Hablando en el Hashed Lounge en Gangnam, Ahn enmarcó las stablecoins no como un producto cripto de nicho, sino como la futura columna vertebral de los pagos y las remesas. "Las stablecoins están cambiando la futura infraestructura financiera más allá de ser simples productos de inversión", dijo. "El dinero es la base y el motor de todas las transacciones financieras y de la economía real".
El momento es importante. Solo el mercado de remesas de trabajadores extranjeros de Corea del Sur totaliza 5 billones de wones (3.600 millones de dólares) anualmente. Si se suman los pagos por K-contenido (21 billones de wones, o 15.200 millones de dólares) y el gasto de los turistas extranjeros (31 billones de wones, o 22.400 millones de dólares), los casos de uso para un sistema basado en stablecoins alcanzan las decenas de miles de millones de dólares. Ahn argumentó que las stablecoins superan a SWIFT en comisiones, velocidad de procesamiento y accesibilidad para esos flujos.
También indica la inteligencia artificial como un futuro catalizador. Si la IA agéntica –software que actúa de forma autónoma en nombre de un usuario– eventualmente maneja transacciones las 24 horas del día, las stablecoins podrían convertirse en la capa de liquidación para los pagos de máquina a máquina.
En cuanto a la regulación, Ahn dijo que se ha formado un amplio consenso en torno al marco central. Las stablecoins deben estar vinculadas uno a uno con el won y respaldadas por reservas altamente líquidas que puedan convertirse en efectivo de inmediato. "Las stablecoins son ahora inevitables", dijo. También hay acuerdo en que las monedas digitales de los bancos centrales (CBDC) y las stablecoins emitidas por privados deben desarrollarse en paralelo.

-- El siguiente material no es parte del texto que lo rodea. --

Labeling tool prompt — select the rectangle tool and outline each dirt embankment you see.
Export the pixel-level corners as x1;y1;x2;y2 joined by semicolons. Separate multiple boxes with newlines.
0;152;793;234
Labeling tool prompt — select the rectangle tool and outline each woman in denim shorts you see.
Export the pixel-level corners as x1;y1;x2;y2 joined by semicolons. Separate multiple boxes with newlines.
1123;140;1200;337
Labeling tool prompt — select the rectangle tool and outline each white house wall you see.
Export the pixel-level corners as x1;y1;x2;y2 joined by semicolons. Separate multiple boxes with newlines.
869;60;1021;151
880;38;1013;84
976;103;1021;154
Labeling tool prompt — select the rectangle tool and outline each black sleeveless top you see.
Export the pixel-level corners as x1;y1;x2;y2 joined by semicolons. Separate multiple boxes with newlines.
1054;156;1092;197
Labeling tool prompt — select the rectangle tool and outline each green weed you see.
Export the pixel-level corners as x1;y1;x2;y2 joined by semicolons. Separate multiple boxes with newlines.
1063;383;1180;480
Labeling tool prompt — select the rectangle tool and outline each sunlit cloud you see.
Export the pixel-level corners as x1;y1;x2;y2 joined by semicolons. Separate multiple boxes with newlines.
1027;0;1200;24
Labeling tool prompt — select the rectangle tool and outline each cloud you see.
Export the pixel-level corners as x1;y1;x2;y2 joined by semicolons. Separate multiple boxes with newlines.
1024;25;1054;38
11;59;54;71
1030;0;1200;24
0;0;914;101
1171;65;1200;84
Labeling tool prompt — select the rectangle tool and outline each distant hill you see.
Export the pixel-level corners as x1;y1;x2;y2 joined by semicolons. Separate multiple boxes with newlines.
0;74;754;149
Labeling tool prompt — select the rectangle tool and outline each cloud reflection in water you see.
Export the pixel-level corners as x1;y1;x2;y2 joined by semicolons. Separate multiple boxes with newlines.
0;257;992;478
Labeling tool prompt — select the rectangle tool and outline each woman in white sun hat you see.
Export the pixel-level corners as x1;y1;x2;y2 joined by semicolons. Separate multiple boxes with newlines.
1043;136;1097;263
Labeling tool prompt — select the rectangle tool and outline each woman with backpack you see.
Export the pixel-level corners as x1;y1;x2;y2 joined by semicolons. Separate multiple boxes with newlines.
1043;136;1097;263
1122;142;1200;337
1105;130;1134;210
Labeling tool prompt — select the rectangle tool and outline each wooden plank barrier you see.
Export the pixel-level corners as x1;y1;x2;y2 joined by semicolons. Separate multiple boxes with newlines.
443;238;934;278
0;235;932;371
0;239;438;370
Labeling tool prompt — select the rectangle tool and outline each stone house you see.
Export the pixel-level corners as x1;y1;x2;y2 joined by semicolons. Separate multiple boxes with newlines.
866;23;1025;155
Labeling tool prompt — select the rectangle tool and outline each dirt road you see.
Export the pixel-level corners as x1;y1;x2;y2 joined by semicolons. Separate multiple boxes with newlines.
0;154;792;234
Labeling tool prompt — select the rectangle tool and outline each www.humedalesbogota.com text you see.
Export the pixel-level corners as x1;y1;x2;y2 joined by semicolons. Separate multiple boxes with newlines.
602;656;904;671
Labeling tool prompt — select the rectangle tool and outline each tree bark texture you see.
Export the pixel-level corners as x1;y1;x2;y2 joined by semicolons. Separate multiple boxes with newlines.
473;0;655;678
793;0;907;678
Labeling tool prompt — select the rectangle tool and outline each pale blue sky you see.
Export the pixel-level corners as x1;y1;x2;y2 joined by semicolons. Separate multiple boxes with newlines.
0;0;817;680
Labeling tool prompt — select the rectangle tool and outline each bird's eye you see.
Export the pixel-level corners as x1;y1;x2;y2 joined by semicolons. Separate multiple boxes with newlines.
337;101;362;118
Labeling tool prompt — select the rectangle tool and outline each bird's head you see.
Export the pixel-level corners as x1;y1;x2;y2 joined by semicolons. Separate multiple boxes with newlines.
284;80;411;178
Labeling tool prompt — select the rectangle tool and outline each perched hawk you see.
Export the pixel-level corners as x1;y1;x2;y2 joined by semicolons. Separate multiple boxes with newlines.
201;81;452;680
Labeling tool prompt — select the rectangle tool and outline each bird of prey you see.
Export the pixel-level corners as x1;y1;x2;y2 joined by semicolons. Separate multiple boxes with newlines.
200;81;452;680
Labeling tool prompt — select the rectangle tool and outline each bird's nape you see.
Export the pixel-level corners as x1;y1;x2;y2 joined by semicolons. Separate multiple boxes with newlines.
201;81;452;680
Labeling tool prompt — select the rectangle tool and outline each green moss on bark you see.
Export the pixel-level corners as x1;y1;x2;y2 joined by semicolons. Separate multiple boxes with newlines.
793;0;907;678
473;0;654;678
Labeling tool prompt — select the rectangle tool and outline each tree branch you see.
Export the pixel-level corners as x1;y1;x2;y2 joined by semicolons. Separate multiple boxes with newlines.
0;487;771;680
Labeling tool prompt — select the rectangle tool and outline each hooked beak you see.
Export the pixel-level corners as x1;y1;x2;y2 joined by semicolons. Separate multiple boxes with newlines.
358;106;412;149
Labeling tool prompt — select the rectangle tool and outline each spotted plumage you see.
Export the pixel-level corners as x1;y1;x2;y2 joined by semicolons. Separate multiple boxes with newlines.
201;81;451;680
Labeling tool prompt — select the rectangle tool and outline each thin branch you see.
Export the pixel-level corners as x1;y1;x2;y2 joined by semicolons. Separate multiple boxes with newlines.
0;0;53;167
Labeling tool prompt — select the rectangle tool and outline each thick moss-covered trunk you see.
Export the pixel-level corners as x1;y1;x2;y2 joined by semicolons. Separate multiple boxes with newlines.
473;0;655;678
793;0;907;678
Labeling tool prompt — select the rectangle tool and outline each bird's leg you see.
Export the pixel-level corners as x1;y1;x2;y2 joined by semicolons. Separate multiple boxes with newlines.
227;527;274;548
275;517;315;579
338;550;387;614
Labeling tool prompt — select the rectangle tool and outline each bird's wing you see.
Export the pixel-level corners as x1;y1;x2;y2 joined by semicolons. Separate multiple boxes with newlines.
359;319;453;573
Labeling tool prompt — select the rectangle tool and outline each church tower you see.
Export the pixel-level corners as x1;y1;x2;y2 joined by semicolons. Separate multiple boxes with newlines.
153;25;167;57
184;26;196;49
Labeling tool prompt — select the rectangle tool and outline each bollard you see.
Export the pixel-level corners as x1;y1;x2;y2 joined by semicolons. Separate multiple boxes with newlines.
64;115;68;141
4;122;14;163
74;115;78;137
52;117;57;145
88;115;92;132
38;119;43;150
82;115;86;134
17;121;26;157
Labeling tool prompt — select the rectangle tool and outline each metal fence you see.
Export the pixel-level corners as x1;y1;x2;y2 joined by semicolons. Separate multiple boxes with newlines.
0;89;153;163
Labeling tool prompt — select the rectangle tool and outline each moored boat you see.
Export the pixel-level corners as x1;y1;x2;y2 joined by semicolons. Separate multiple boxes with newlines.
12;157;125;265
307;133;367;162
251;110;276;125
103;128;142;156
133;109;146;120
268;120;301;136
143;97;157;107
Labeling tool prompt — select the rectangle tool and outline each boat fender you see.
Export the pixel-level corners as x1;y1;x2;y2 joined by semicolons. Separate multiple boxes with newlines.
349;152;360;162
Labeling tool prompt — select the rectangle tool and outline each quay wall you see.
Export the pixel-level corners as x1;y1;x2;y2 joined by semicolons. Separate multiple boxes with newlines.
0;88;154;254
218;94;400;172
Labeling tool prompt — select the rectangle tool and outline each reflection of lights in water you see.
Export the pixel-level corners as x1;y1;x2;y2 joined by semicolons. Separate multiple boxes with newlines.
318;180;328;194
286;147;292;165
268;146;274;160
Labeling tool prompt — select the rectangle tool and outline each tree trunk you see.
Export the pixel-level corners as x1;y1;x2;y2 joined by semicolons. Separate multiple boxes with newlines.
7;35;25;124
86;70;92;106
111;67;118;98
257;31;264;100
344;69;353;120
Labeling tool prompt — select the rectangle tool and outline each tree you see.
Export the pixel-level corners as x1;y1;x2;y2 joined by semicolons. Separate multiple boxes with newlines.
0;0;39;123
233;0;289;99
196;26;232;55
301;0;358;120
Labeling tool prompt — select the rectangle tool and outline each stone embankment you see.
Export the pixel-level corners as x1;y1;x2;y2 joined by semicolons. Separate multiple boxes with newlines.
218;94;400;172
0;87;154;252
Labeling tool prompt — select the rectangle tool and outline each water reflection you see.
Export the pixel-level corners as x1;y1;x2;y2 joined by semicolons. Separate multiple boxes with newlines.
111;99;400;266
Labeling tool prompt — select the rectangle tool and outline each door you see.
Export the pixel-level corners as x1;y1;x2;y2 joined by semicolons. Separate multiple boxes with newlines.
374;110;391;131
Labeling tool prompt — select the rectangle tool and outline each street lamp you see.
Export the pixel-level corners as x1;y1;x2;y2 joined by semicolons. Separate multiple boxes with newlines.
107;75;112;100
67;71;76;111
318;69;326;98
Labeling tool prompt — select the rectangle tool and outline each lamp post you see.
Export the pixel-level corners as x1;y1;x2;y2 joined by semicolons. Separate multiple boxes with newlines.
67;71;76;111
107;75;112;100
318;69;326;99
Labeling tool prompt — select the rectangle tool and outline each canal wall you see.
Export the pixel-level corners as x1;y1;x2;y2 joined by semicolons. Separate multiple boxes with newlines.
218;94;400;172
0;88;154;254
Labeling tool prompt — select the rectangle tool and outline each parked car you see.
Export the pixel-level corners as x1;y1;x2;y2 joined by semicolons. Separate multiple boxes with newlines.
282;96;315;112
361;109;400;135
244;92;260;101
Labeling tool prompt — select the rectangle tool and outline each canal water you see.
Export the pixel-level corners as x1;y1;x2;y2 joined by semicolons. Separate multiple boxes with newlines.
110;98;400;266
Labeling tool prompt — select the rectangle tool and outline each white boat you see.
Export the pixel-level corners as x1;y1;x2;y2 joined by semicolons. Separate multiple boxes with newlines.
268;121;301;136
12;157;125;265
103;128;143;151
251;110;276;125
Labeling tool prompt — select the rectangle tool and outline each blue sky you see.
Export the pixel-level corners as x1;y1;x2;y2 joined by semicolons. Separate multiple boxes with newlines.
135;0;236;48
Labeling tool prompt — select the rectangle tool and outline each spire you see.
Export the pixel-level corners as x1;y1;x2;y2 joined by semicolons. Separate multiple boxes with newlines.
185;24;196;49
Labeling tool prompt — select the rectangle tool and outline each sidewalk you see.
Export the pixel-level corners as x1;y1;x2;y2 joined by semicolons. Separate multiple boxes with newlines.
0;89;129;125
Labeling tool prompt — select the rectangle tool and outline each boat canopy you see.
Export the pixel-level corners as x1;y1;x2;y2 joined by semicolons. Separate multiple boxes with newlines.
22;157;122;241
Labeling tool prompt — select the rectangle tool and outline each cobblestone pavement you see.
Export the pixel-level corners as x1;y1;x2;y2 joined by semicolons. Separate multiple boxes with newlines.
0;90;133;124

Eso suena como una luz verde para los emisores, pero todavía no. Persisten lagunas legislativas clave: quién puede emitir stablecoins, cómo las bolsas deben dispersar la propiedad para evitar conflictos de intereses y cómo equilibrar el papel de la red de seguridad de los bancos con la innovación fintech. Ahn dijo que los legisladores están revisando compromisos institucionales sobre esos puntos.
El grupo de trabajo sobre activos digitales del Partido Demócrata está ahora fusionando los proyectos de ley pendientes en la propuesta de Ley Básica de Activos Digitales. Una vez que se apruebe, advirtió Ahn, todavía se necesitará legislación de seguimiento para abordar la concesión de licencias a los emisores, las auditorías de reservas y los mecanismos de reembolso.
Qué observar: el calendario de la asamblea para la fusión final del proyecto de ley. Si el Partido Demócrata puede alcanzar un acuerdo entre partidos en las próximas semanas, Corea del Sur podría tener un régimen formal de stablecoins para principios del próximo año, lo que daría al mercado de remesas de 3.600 millones de dólares una vía de acceso drásticamente más barata.
Corea del Sur se acerca a la ley final sobre stablecoins
Corea del Sur está a punto de aprobar una ley que regula las stablecoins, con el objetivo de utilizarlas para pagos más rápidos y económicos. Este cambio podría beneficiar a los trabajadores que envían dinero a sus países, a los fans que pagan por K-contenido y a los turistas extranjeros, haciendo las transacciones financieras más fluidas y baratas.